Parmi toutes les affiches électorales qui bordent la route, celle de l’ADR est la plus percutante. Elle montre les entrailles d’une voiture : un bloc-moteur surdimensionné en acier brillant, avec ses roues, ses tuyaux, ses rouleaux et ses courroies, dépourvu de carrosserie, dans toute sa nudité brutale.
« Une voiture de course dont le coffre est orné de gros tuyaux semblables à des serpents au souffle explosif… une voiture rugissante, qui semble courir sur de la mitraille, est plus belle que la Victoire de Samothrace. » s’extasiait Marinetti dans son manifeste « Le Futurisme » (Le Figaro, 5 février 1909). Dix ans plus tard, il fonda avec Mussolini le parti fasciste.
Les images du futurisme glorifient la technique, l’ivresse de la vitesse, la guerre.
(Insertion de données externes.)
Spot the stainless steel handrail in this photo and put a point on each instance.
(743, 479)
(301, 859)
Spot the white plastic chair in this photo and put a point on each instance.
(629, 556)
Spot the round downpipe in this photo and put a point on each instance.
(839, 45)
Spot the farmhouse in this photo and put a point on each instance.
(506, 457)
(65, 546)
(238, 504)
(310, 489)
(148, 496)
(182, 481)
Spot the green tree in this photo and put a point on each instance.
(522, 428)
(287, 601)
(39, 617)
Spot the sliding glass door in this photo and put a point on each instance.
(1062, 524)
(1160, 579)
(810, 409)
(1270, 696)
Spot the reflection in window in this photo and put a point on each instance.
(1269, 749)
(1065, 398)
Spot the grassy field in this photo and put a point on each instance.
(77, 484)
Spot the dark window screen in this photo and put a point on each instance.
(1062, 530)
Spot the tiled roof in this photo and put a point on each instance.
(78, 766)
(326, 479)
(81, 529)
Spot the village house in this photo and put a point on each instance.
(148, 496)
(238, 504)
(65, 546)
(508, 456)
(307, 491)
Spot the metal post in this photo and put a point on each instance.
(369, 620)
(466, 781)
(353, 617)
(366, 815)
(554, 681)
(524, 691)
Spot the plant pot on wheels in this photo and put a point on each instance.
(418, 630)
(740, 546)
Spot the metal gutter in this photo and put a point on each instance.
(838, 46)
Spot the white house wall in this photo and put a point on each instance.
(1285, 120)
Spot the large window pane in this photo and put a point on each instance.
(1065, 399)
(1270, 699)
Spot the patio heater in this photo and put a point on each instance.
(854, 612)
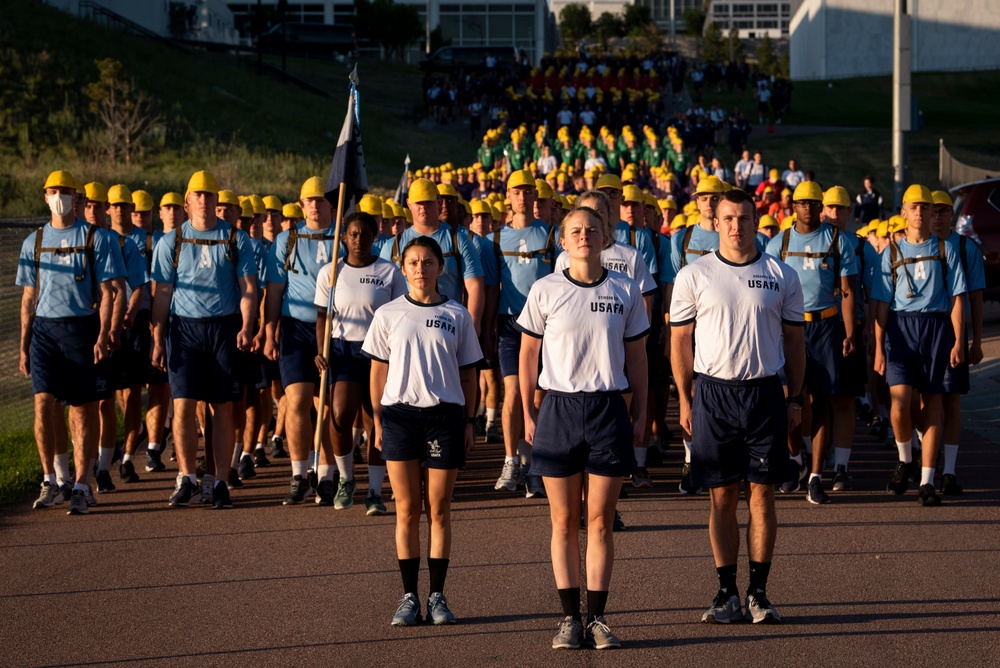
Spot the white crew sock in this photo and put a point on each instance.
(950, 457)
(345, 465)
(376, 476)
(841, 456)
(905, 451)
(107, 454)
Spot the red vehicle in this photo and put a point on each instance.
(977, 214)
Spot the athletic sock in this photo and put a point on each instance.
(345, 465)
(950, 457)
(841, 456)
(438, 571)
(596, 602)
(409, 569)
(905, 451)
(759, 570)
(376, 476)
(727, 579)
(570, 601)
(107, 454)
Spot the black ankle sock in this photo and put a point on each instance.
(570, 601)
(410, 570)
(596, 601)
(727, 578)
(439, 571)
(759, 571)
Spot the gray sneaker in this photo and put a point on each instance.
(725, 609)
(345, 495)
(760, 610)
(49, 496)
(600, 635)
(408, 612)
(78, 503)
(437, 609)
(571, 634)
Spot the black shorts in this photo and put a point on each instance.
(62, 360)
(297, 352)
(583, 432)
(434, 436)
(202, 359)
(739, 432)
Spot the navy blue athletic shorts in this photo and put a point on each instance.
(828, 372)
(297, 352)
(508, 344)
(202, 359)
(739, 432)
(347, 364)
(918, 350)
(435, 436)
(62, 360)
(583, 432)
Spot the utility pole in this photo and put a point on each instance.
(902, 65)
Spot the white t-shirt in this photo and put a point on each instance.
(425, 346)
(584, 328)
(739, 311)
(360, 292)
(622, 259)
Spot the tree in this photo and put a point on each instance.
(575, 23)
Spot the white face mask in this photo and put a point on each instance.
(60, 204)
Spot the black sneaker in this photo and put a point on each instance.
(298, 491)
(950, 486)
(899, 481)
(221, 498)
(127, 472)
(153, 461)
(927, 497)
(104, 484)
(247, 469)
La technique représentée dans l’image de l’ADR semble immobile. Immuable, comme la force de gravité de la tradition. L’ADR s’enivre de cette immobilité.
Sous le bloc moteur, on peut lire sur fond vert : « ABOLIR LE MOTEUR À COMBUSTION. LE LUXEMBOURG EST PRÊT ». L’Union européenne souhaite interdire le moteur à combustion à partir de 2035. C’est une espèce menacée d’extinction. Le moteur à combustion est le grand rhinolophe de l’ADR.
Les partis au pouvoir promettent de rendre le capitalisme plus « vert ». Avec des sermons de Carême pour les classes démunies, et la protection de la compétitivité pour les nantis. L’ADR les aide dans cette démarche. Elle détourne l’attention de la mise en place d’un nouveau modèle d’accumulation. La Chambre de commerce s’en satisfait.
L’ADR invente une lutte des classes de substitution entre conductrices. Entre les classes moyennes écolibérales et les perdants de la mondialisation qui « aiment le Luxembourg ». Une croisade menée sous la bannière du moteur à combustion.
Ceux qui n’ont pas les moyens de s’offrir une voiture électrique doivent rouler à l’essence ou au diesel. Les véhicules à essence sont moins chers. On trouve même des voitures à essence d’occasion encore moins chères. Les voitures électriques ne constituent pas de bonnes occasions : leurs batteries sont usées. Ceux qui font de longs trajets pour se rendre au travail en hiver ou qui partent au Portugal en été ne font pas confiance aux voitures électriques. Avec un jeu de clés à fourche, un bricoleur peut réparer lui-même son véhicule diesel. Les voitures électriques, entièrement électroniques, doivent être amenées chez le concessionnaire à chaque fois.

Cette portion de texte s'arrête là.